I’d say the core of my spirituality is a deep level of empathy towards humans that was built up in me in part during my depression. I gained it through suffering. I know what humans shouldn’t have to go through. As I read Swedenborg’s Writings, I found that his teachings never were discordant with the empathy I felt in my heart.
It’s ironic, because at one time the problems I had were rooted in Swedenborgian concepts. But now, it is through Swedenborg’s teachings that I’ve gained a perspective that frees me from all of my fears. The reality of what he’s describing is an environment that a lot of my fears can’t survive in. The vision that he casts of what is in store for us and what is operating on our deeper levels provides hope.

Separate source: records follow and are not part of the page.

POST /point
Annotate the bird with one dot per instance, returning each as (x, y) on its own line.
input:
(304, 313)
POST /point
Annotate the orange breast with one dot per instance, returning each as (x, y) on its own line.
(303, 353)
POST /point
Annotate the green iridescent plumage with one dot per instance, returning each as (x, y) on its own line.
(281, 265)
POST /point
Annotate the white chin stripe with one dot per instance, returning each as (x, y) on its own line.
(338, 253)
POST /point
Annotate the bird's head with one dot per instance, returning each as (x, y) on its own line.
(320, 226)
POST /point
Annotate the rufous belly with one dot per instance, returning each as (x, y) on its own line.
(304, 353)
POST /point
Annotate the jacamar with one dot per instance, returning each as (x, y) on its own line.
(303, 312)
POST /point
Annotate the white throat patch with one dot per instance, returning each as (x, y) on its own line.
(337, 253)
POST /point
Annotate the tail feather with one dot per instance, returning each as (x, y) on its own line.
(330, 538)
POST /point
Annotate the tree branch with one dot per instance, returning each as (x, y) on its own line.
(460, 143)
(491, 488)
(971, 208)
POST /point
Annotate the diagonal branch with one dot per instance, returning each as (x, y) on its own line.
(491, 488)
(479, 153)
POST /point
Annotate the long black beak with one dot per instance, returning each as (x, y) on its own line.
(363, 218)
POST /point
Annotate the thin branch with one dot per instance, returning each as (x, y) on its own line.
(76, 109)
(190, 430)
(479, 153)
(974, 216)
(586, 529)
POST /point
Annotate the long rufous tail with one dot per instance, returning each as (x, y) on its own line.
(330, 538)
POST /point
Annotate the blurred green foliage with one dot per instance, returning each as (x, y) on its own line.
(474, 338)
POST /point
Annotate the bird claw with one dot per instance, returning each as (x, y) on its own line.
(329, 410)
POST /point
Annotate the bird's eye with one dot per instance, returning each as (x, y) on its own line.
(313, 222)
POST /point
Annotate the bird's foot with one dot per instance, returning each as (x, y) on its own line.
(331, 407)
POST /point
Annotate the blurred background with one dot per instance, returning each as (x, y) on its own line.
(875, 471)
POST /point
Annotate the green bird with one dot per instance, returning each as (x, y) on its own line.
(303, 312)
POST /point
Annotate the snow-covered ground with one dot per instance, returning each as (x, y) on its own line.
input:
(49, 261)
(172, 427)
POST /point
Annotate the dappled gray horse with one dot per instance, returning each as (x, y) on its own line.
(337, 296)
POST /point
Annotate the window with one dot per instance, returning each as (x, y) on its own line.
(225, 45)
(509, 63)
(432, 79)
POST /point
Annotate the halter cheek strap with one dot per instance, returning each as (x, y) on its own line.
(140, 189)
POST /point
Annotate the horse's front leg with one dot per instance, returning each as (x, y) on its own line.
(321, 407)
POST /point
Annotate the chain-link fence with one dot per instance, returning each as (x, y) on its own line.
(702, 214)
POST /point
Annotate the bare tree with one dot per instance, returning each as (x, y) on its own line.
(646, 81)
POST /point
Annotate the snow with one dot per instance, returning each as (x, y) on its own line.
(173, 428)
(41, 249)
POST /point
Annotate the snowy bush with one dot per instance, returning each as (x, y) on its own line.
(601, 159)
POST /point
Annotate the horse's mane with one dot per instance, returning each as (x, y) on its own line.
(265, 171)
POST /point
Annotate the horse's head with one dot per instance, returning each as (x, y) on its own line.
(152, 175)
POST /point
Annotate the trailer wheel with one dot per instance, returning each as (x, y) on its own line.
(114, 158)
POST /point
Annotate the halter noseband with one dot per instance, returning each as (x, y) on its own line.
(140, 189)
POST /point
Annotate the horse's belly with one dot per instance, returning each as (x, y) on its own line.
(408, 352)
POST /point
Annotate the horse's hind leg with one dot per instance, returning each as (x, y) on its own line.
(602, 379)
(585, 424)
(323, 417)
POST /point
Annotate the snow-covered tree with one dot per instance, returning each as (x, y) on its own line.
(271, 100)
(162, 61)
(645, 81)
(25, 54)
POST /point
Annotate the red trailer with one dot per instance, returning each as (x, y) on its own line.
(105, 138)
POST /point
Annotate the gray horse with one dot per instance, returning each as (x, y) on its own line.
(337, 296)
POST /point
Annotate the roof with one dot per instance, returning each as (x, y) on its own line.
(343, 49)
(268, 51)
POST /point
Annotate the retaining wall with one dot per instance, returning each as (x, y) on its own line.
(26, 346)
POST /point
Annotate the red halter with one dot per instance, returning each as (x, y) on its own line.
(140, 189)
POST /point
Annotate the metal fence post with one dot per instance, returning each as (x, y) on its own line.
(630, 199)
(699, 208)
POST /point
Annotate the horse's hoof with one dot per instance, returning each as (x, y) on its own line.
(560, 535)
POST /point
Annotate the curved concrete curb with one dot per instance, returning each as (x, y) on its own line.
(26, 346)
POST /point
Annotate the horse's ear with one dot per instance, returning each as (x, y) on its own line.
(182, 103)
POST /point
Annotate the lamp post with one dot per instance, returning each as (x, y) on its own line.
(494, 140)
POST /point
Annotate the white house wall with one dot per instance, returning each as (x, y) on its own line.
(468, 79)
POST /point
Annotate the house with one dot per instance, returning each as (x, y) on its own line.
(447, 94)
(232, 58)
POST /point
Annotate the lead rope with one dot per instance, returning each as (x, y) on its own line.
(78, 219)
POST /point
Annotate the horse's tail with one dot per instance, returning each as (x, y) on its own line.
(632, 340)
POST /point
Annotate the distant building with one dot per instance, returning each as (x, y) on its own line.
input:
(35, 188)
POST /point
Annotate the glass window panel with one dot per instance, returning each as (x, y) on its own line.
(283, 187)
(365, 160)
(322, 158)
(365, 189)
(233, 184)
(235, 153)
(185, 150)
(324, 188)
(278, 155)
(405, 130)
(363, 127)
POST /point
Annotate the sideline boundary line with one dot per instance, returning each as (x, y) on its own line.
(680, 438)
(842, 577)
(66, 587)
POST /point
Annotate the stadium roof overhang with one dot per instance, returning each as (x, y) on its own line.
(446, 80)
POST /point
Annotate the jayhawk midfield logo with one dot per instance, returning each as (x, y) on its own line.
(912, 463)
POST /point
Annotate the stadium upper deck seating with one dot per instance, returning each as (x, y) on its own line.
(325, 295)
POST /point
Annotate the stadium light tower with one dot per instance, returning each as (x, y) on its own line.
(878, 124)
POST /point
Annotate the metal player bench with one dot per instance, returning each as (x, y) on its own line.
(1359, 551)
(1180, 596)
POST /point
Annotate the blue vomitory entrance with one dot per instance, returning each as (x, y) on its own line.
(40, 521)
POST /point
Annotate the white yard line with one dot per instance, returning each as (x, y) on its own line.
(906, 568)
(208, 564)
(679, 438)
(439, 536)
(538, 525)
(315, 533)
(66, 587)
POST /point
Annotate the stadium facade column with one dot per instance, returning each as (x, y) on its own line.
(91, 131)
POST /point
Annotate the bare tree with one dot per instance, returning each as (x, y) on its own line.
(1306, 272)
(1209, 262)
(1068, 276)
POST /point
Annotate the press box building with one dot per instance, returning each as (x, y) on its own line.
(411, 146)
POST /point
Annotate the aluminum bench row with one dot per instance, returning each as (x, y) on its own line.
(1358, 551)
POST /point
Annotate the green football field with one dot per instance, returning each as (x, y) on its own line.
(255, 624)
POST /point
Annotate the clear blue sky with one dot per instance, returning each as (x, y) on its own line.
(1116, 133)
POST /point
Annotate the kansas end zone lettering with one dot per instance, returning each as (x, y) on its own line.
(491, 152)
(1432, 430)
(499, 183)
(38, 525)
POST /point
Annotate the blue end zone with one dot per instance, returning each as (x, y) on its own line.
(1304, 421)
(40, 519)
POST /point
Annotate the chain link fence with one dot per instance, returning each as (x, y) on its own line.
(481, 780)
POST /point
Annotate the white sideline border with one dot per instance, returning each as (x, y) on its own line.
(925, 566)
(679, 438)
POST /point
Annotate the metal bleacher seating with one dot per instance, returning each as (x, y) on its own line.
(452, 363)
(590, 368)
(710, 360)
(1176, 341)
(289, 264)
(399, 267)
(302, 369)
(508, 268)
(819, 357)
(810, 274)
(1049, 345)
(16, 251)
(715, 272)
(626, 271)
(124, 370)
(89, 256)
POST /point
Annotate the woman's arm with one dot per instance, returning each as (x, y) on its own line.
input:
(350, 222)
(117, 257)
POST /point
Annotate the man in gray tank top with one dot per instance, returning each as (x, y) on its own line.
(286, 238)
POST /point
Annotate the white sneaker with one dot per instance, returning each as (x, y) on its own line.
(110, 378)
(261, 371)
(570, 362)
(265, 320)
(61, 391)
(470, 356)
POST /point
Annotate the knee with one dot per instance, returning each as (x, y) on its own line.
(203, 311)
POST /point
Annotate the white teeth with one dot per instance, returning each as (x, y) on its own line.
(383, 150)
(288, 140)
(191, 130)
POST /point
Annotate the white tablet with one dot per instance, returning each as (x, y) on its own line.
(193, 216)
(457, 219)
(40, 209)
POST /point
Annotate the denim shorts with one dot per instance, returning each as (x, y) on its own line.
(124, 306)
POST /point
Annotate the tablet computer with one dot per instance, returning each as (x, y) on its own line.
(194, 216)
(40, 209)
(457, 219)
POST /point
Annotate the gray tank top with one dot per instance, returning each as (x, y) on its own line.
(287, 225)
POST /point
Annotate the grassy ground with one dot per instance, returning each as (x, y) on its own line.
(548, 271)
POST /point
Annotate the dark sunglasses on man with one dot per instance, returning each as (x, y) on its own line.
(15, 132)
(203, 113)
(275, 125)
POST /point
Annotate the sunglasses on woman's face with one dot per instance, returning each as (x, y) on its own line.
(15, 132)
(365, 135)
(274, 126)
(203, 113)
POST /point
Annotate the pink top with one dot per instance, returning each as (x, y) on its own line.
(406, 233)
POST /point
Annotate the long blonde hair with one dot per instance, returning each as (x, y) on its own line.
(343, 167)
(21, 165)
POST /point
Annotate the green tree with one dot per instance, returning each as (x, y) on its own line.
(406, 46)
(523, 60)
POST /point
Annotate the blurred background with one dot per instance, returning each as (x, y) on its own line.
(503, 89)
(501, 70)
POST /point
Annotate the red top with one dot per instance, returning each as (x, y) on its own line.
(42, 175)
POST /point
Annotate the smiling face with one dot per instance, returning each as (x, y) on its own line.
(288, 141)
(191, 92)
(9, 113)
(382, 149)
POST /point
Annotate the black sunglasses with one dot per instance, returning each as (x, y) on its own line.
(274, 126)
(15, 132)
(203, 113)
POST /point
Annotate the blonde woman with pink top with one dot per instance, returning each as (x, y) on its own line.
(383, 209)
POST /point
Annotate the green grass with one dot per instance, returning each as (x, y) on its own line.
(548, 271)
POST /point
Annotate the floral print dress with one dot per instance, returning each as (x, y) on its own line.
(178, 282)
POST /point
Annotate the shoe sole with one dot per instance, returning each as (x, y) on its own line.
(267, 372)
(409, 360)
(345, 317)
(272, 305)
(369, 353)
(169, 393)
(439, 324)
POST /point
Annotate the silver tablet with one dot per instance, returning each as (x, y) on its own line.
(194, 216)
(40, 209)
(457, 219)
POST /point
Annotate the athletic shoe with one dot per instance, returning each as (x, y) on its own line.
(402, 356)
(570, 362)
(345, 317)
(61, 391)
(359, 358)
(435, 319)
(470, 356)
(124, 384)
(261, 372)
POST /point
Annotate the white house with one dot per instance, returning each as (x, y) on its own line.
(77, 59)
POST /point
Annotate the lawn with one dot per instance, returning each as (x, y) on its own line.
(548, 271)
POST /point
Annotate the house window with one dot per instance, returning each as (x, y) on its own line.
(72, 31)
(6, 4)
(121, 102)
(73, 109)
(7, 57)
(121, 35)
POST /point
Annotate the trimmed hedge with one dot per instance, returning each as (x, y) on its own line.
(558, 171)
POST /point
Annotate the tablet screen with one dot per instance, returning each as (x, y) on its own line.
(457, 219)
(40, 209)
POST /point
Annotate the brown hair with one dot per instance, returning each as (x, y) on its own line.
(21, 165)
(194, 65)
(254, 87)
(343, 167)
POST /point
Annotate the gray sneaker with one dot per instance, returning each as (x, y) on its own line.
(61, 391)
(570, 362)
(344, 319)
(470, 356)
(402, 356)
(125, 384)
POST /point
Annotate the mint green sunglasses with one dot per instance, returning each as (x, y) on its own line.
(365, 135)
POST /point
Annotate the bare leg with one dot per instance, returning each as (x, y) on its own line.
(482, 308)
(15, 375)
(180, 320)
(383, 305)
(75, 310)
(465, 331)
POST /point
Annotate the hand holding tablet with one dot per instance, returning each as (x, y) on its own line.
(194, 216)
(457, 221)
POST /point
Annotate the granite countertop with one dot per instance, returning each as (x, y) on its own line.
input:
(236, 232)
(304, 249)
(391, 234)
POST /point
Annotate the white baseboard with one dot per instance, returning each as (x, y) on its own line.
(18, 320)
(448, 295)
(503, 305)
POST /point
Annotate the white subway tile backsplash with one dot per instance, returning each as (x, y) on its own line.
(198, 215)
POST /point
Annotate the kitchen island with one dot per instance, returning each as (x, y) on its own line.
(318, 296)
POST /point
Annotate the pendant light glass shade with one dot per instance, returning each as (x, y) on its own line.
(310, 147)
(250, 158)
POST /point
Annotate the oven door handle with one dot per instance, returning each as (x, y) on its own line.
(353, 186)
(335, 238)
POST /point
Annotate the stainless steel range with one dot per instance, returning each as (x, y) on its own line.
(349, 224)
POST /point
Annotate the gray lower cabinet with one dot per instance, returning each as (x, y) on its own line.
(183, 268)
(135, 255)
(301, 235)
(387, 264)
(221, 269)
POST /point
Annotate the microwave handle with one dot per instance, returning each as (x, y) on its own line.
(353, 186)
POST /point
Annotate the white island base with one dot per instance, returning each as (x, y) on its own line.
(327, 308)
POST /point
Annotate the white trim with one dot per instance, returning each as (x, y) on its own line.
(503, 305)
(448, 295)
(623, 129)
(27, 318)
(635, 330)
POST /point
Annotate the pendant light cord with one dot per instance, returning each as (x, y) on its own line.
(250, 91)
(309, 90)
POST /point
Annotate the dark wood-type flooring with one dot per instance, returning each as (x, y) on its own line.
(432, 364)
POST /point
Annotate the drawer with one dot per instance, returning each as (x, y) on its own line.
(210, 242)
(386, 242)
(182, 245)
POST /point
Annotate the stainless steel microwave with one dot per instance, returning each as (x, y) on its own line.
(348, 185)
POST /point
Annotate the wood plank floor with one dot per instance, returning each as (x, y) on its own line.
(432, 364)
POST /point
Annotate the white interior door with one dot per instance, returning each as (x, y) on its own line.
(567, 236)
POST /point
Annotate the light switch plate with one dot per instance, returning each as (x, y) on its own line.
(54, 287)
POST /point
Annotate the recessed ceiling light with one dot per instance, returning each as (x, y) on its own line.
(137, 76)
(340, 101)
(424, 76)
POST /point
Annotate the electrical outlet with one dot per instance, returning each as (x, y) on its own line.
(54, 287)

Out of so much chaos have also come many gifts. One is the inspiration I’ve been given to make short, Swedenborgian-based videos. I publish them on YouTube and have had overwhelmingly positive responses from watchers, even from people well outside of the Swedenborgian realm. I want to make it possible for others to experience the relief that comes when it turns out that something that has been haunting you isn’t true, or when you hear about a reality that puts your fears to rest and awakens your greatest hopes. I see my involvement in this work as a convergence of my innate human desire to not want others to suffer and my fascination with Swedenborg’s revelation.
My life has been so intense and miserable at times, but it has definitely softened up my will. I have had the mixed blessing of constantly being under assault internally. This experience has kept me vibrantly interested in spirituality and in God. It’s funny, but hell has added so much to my spirituality.
“Just as light devoid of warmth is totally unproductive, so is faith devoid of love.”